Philosophical Metal: Liturgy
Published December 3, 2009
Hunter Hunt-Hendrix does not wear corpse paint. Nor has he, or any of the other three members of Liturgy, the black metal band Hunt-Hendrix founded, ever set fire to a church, bathed in pig’s blood, or eaten human flesh, like some of his Scandinavian metal counterparts. In fact, Hunt-Hendrix, an unobtrusive, hyper-literate 24-year-old Columbia graduate, doesn’t adhere to most of the stereotypes associated with black metal, except that he likes to play it.
Nonetheless, Hunt-Hendrix and Liturgy are helping to carve out a space for black metal within the Brooklyn independent music scene. Liturgy’s particular flavor of black metal is one that draws from the genre’s musical conventions–breakneck drumbeats, shrieked lyrics, droning guitars–but rejects satanic imagery and nihilism for what Hunt-Hendrix described to Pitchfork as “violent, apocalyptic joy.” Some people call their sound “white metal.” Hunt-Hendrix describes it as “pure transcendental black metal.”

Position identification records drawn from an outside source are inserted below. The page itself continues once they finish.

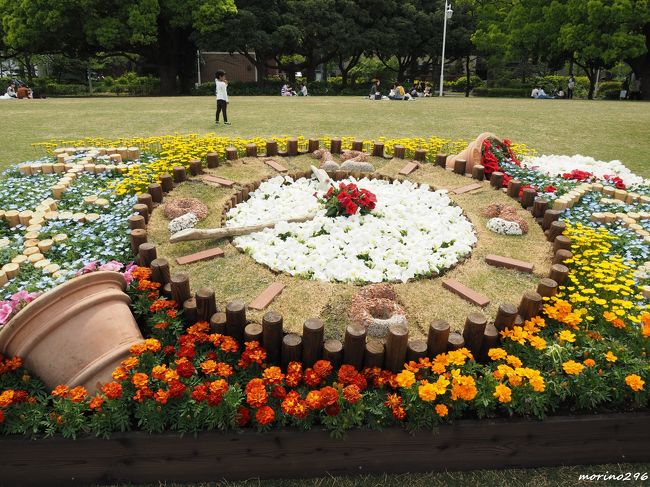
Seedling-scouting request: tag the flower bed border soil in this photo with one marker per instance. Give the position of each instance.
(463, 445)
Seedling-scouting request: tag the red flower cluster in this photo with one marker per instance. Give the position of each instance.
(348, 199)
(618, 182)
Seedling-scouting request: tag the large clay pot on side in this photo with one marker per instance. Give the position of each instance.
(472, 154)
(75, 334)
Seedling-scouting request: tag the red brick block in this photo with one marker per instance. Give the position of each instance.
(508, 263)
(409, 168)
(218, 180)
(203, 255)
(467, 188)
(275, 165)
(466, 293)
(269, 294)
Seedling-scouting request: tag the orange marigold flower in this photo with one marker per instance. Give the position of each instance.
(313, 400)
(634, 382)
(311, 378)
(140, 380)
(224, 370)
(138, 349)
(256, 394)
(399, 413)
(158, 372)
(161, 396)
(503, 393)
(610, 357)
(96, 403)
(645, 319)
(497, 353)
(218, 386)
(7, 397)
(442, 410)
(152, 345)
(209, 367)
(273, 375)
(141, 273)
(393, 401)
(352, 393)
(113, 390)
(60, 391)
(427, 392)
(329, 396)
(171, 376)
(463, 387)
(78, 394)
(229, 345)
(405, 379)
(323, 368)
(514, 361)
(130, 363)
(265, 415)
(199, 328)
(572, 367)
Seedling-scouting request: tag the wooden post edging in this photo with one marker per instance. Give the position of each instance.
(467, 444)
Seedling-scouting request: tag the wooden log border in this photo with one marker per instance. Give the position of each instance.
(462, 445)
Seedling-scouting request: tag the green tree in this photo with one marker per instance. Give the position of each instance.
(162, 33)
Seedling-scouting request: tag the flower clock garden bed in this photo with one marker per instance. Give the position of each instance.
(216, 390)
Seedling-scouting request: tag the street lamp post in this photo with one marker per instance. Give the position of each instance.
(448, 13)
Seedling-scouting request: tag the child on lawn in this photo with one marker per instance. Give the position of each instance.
(222, 95)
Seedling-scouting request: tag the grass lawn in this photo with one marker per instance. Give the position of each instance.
(603, 129)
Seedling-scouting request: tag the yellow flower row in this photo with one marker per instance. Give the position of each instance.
(179, 150)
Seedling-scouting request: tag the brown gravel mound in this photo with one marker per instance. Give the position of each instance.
(507, 212)
(182, 206)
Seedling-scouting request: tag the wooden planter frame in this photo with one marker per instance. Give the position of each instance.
(464, 445)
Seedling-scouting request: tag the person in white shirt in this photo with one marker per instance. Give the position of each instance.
(222, 95)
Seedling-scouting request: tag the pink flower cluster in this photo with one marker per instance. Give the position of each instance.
(14, 304)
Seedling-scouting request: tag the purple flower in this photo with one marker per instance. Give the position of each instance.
(7, 308)
(111, 266)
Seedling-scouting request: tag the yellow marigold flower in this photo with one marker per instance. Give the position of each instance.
(572, 367)
(567, 336)
(497, 353)
(405, 379)
(635, 382)
(427, 392)
(442, 410)
(610, 357)
(514, 361)
(503, 393)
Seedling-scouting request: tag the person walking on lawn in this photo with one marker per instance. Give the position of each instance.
(222, 96)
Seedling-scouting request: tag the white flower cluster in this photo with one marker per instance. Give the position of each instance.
(504, 227)
(556, 165)
(183, 222)
(412, 232)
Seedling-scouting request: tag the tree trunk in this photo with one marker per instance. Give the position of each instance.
(167, 74)
(641, 66)
(468, 77)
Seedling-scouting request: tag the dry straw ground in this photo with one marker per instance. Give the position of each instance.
(239, 276)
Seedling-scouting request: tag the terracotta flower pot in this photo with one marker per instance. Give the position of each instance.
(472, 154)
(75, 334)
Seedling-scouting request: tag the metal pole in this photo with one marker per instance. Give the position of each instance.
(444, 40)
(198, 66)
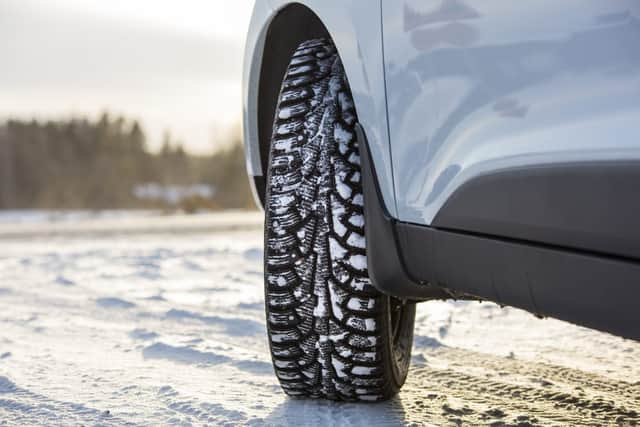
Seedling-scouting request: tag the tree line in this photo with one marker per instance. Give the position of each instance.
(97, 164)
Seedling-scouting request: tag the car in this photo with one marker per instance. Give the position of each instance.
(412, 150)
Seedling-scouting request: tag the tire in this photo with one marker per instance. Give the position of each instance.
(332, 334)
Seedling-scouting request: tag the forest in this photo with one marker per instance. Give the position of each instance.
(105, 163)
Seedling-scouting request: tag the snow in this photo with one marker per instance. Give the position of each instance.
(151, 320)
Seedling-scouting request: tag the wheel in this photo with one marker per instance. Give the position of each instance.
(331, 333)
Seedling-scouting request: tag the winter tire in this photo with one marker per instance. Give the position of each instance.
(331, 333)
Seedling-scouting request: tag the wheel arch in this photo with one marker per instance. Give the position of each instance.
(277, 28)
(290, 26)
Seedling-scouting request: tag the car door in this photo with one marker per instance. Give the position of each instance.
(479, 86)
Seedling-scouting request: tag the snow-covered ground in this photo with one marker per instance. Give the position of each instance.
(149, 320)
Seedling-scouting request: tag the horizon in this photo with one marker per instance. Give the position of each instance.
(174, 68)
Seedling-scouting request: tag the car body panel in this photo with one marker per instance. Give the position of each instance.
(355, 26)
(478, 87)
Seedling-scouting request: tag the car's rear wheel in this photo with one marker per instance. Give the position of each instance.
(331, 333)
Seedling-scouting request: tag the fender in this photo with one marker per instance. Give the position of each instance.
(356, 30)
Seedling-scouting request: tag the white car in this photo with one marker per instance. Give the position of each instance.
(407, 150)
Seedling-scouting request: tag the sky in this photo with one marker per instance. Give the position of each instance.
(174, 65)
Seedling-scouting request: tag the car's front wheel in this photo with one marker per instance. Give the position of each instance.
(331, 333)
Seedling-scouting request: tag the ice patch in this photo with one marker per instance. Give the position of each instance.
(143, 334)
(232, 325)
(63, 281)
(421, 341)
(6, 385)
(185, 355)
(114, 303)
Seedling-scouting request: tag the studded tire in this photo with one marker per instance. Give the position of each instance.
(331, 333)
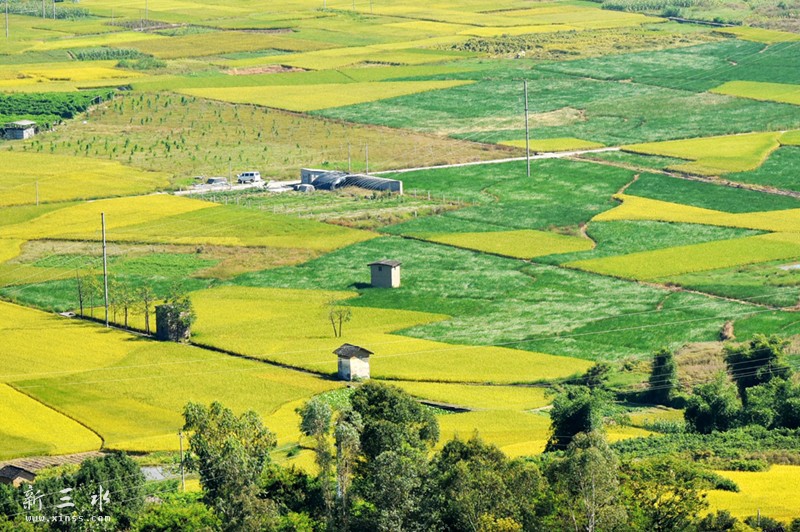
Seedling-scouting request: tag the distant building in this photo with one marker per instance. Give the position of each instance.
(15, 476)
(385, 273)
(19, 130)
(353, 362)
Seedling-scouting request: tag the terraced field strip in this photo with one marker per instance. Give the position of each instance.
(129, 390)
(714, 155)
(651, 265)
(314, 97)
(522, 244)
(638, 208)
(555, 144)
(30, 429)
(759, 90)
(769, 493)
(235, 318)
(178, 220)
(63, 177)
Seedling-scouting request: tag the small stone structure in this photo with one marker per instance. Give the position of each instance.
(169, 325)
(385, 273)
(15, 476)
(353, 362)
(19, 130)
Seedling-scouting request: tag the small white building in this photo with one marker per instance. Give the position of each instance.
(19, 130)
(385, 273)
(353, 362)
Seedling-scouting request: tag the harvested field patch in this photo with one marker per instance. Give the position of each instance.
(658, 264)
(715, 155)
(522, 244)
(307, 97)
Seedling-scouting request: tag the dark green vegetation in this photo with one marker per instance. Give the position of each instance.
(49, 108)
(766, 282)
(614, 99)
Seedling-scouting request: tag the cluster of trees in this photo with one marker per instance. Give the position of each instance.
(756, 390)
(62, 104)
(377, 471)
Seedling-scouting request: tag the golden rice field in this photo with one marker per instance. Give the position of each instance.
(309, 97)
(521, 244)
(478, 397)
(515, 433)
(129, 390)
(170, 219)
(31, 429)
(217, 43)
(759, 90)
(650, 265)
(554, 145)
(715, 155)
(300, 334)
(772, 493)
(64, 177)
(638, 208)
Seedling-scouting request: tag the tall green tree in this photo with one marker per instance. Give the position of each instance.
(665, 493)
(757, 362)
(576, 409)
(587, 484)
(230, 453)
(315, 421)
(714, 406)
(471, 481)
(663, 381)
(392, 419)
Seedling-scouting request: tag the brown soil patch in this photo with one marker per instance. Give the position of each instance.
(269, 69)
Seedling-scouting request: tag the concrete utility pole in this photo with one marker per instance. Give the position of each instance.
(527, 130)
(105, 264)
(183, 475)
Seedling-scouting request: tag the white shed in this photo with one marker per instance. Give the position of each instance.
(385, 273)
(353, 362)
(20, 130)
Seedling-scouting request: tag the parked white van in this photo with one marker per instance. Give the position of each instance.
(249, 177)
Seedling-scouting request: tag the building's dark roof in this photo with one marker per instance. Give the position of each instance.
(350, 351)
(11, 472)
(21, 124)
(386, 262)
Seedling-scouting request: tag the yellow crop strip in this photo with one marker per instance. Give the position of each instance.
(648, 265)
(315, 97)
(31, 429)
(522, 244)
(235, 318)
(63, 177)
(516, 433)
(771, 493)
(478, 396)
(715, 155)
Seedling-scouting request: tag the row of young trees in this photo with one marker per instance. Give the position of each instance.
(123, 300)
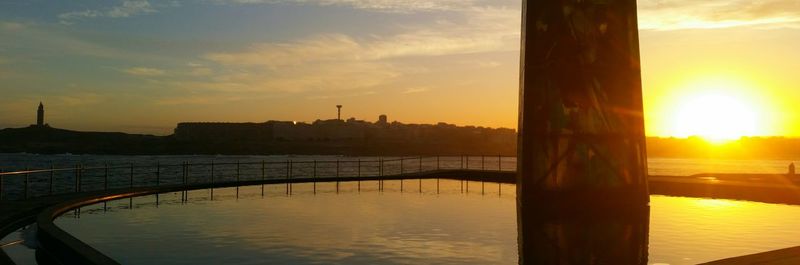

“There was a moment, and it felt really obvious that that’s what I should call it,” explains Hunt-Hendrix. “I just knew it was perfect.” Hunt-Hendrix drew his inspiration from a regional Valhalla, invoking Emerson and Whitman, “the local gods of Northeastern America.” Last year, Liturgy expanded from its roots as Hunt-Hendrix’s solo project to include drummer Greg Fox, bassist Tyler Dusenbury, and guitarist Bernard Gann. They released their first album, Renihilation, in August.
Renihilation is a fortress, a towering, hypnotizing musical structure. The sonic assault is euphoric and addictive. The title of the album and the concept behind it were inspired by Martin Hiedegger’s writing on Nietzsche: “His idea of Nietzsche is basically that modernity is nihilism and the escape from it is an annihilation of nihilism,” explains Hunt-Hendrix. “It’s dissolving the final core of bitterness that is God’s shadow after the death of God.”
Liturgy’s combination of metal and philosophy might sound unusual, but to Hunt-Hendrix, they are comparable enterprises. “You get into philosophy and black metal for similar reasons,” Hunt-Hendrix says. “It’s a way of doing something really interesting but also escaping everyday life. So in a way black metal and philosophy are the exact same thing.” He pauses, and laughs. “Except, even though the culture of black metal lionizes isolation and the individual, there usually is a scene. Whereas in philosophy, you really are by yourself.”
Liturgy performs tonight at Fontana’s at 8 PM. Fontana’s is located at 205 Eldridge Street in Manhattan.